Perhaps one reason why we are not forthright with God’s Word is that we didn’t know our preaching and teaching were supposed to be this clear.  But such unawareness can only result from a neglect of God’s Word.

Maybe the reason is because we don’t think it will work to bring sinners to faith in Christ.  Here we need to know our church history.  From the first century record of the early church in the book of Acts, to the Great Awakening of the eighteenth century in colonial America, to the ministry of evangelism today, the fruitful preaching of God’s Word has always been open and plainly spoken.

But the most likely reason why we are not open and plain speaking in our proclamation of God’s Word is because we know what it will cost us.  It will cost us good standing in the world.  It will cost us persecution and suffering.  For some, it may even cost the loss of property and even of life itself.  All of this Jesus made clear in His teaching to His disciples.  In the Beatitudes, Jesus said, “Blessed are you when others revile you and persecute you and utter all kinds of evil against you falsely on my account.  Rejoice and be glad, for your reward is great in heaven, for so they persecuted the prophets who were before you.”  In Mark 8:34, Jesus said, “If anyone would come after me, let him deny himself and take up his cross and follow me,” adding in verse 38, “For whoever is ashamed of me and of my words in this adulterous and sinful generation, of him will the Son of Man also be ashamed when he comes in the glory of his Father with the holy angels.”  And in John 16:2, Jesus prepares His disciples with these words- “Indeed, the hour is coming when whoever kills you will think he is offering service to God.  And they will do these things because they have not known the Father, nor me.”  So it should be no surprise when we suffer for the sake of Christ, and we rightly tremble as we set out to proclaim and uphold the Word of God in the world.  But suffering for Christ is both our calling and our privilege as His disciples.

This is Ephphatha Reformation Ministries

Ephphatha Reformation Ministries is an effort to provide and encourage an open, plain speaking ministry of God’s Word.  Let parents sit their children down and teach them, not just to make them church members, not firstly to preserve a family tradition, but to save their souls from the wrath to come through faith in Christ Jesus.  Let believers understand that they are disciples of Christ and lifelong students of Christ, not to scratch an itch for spirituality, not for the sake of intellectual prowess, but to save and guard their own souls in the truth of God’s Word.  This is Ephphatha Reformation Ministries, and I hope you’ll become a part of it by receiving and supporting this effort for the glory of Christ.
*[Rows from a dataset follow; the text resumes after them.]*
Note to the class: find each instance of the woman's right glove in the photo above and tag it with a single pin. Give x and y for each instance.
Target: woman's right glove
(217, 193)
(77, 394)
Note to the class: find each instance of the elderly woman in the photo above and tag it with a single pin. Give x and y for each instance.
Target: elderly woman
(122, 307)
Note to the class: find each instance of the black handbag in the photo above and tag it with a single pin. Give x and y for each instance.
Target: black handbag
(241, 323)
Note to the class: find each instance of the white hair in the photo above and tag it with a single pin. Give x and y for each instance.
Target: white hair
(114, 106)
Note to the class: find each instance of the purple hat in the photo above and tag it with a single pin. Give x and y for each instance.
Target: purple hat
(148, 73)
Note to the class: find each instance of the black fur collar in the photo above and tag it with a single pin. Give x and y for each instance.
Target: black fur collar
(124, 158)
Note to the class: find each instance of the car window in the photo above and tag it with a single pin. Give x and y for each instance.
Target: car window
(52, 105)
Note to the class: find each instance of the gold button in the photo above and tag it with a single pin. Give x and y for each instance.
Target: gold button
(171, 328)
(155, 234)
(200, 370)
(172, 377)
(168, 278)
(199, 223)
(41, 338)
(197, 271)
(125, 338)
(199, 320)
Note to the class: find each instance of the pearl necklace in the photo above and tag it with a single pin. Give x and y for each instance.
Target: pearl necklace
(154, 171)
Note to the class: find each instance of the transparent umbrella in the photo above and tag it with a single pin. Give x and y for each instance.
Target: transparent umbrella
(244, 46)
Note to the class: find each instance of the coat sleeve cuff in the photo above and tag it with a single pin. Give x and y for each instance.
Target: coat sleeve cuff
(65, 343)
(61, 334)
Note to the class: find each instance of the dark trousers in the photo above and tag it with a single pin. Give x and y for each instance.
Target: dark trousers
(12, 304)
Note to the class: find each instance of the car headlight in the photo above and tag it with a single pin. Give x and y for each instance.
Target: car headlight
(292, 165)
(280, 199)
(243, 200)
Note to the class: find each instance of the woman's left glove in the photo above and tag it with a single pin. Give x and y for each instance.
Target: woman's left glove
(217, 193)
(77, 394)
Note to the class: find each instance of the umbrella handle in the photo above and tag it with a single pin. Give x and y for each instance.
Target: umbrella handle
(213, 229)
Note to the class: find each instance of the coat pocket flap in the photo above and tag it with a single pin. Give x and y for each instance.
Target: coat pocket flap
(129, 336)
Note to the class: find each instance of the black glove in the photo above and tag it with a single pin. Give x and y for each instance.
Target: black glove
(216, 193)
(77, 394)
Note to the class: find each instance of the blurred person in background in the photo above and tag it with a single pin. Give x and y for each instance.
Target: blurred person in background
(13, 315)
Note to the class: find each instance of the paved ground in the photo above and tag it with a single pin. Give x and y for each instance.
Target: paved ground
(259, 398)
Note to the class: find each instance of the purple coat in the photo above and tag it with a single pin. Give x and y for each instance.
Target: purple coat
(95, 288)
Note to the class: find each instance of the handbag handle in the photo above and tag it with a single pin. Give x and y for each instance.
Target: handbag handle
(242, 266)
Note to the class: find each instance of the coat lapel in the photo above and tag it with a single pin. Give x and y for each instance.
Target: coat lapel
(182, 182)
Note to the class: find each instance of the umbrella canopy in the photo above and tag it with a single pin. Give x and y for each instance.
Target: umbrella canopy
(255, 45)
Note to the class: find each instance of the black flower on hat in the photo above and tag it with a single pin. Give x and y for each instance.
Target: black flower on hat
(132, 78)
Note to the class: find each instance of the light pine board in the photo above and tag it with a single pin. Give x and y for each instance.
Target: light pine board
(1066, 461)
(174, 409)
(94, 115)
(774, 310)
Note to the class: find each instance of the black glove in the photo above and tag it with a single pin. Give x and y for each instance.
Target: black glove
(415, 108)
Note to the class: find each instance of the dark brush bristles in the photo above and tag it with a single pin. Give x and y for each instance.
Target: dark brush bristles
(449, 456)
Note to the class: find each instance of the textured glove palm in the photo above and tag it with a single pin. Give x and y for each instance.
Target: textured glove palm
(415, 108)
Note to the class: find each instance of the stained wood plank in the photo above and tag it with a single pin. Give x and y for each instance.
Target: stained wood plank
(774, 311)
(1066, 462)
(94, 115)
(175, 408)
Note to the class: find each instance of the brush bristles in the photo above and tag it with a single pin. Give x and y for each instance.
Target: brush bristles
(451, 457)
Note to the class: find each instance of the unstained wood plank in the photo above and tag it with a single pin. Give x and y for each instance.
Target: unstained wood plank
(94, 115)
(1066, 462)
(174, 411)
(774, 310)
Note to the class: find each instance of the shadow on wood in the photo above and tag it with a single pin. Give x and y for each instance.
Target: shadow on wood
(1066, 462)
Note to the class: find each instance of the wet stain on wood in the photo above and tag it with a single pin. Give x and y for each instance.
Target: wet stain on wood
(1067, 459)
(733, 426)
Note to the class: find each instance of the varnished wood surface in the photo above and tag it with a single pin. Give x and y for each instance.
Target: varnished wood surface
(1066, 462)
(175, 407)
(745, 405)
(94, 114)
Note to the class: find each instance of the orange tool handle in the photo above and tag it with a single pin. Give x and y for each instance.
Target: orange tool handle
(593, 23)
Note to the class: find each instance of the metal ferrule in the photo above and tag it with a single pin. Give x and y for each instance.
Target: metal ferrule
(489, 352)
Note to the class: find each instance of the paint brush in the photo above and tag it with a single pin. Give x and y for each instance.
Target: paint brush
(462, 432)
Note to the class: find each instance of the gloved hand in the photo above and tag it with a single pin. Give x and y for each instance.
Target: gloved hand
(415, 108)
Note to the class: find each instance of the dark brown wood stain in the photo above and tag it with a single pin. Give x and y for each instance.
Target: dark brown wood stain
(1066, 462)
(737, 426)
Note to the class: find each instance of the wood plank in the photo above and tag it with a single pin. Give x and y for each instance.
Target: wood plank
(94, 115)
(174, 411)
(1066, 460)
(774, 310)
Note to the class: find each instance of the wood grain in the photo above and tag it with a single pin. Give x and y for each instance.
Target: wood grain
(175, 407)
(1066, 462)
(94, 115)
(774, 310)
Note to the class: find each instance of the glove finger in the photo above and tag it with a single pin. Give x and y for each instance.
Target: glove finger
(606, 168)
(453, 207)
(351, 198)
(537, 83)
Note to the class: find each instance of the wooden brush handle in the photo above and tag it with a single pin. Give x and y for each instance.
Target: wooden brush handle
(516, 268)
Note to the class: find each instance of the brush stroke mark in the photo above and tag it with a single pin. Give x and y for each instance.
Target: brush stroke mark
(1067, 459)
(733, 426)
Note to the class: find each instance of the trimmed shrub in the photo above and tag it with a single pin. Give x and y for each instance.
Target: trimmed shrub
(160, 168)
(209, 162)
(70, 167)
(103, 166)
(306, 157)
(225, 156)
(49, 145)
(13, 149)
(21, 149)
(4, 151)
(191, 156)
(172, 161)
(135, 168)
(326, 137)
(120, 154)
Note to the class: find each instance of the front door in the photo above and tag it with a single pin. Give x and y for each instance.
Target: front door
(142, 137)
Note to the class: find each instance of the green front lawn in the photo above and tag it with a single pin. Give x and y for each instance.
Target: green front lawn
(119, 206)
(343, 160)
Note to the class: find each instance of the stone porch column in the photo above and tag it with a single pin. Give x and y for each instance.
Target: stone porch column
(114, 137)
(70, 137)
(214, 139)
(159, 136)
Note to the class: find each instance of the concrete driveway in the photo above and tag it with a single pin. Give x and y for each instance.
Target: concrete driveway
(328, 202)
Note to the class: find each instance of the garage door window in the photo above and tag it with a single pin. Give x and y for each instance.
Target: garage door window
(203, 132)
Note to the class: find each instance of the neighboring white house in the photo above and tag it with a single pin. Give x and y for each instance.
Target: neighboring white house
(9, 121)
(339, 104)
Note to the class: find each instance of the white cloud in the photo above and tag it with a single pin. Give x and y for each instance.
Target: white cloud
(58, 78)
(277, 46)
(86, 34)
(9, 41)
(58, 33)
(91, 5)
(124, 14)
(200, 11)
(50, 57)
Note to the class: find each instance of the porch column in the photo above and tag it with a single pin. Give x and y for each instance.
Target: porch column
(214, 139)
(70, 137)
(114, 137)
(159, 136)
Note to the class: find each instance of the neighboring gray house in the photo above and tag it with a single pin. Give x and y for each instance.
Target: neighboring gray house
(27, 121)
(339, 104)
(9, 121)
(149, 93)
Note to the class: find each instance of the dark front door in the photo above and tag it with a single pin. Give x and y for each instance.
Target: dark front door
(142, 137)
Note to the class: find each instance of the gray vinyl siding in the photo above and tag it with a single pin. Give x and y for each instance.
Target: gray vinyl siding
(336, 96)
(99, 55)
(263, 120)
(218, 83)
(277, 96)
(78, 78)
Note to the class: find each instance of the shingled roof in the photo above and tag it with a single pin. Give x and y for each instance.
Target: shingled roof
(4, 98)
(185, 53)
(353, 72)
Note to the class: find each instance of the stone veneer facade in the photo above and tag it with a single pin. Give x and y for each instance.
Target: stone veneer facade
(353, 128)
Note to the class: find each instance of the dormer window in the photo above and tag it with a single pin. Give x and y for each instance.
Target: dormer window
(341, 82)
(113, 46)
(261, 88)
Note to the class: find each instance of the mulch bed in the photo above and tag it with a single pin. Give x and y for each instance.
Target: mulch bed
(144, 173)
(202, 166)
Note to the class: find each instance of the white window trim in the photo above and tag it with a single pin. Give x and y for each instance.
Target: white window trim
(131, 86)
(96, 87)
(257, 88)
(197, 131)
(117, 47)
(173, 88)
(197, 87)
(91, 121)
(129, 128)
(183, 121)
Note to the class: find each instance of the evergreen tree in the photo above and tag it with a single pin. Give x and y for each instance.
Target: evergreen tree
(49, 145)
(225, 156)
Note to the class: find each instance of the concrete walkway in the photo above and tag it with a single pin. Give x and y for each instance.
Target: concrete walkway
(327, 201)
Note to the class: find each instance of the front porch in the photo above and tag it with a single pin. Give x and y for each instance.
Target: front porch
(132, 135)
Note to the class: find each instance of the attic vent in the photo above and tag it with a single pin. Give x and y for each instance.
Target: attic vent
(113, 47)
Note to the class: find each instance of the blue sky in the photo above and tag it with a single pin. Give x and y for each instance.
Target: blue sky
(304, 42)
Challenges Issued in this Article

Know and be convinced of the great love of Christ for you.

Understand more fully the way Christ saves you by applying Himself to you through the Spirit.

Read and study the Westminster Confession, Chapter 8, Article 8; Chapter 11, Article 4.

Read and study the Westminster Larger Catechism, Q & A 58-59.

Be open and plain speaking as you catechize (instruct) your children in God’s Word.

Take up a discipleship relationship with Christ.  Be a lifelong student of His Word.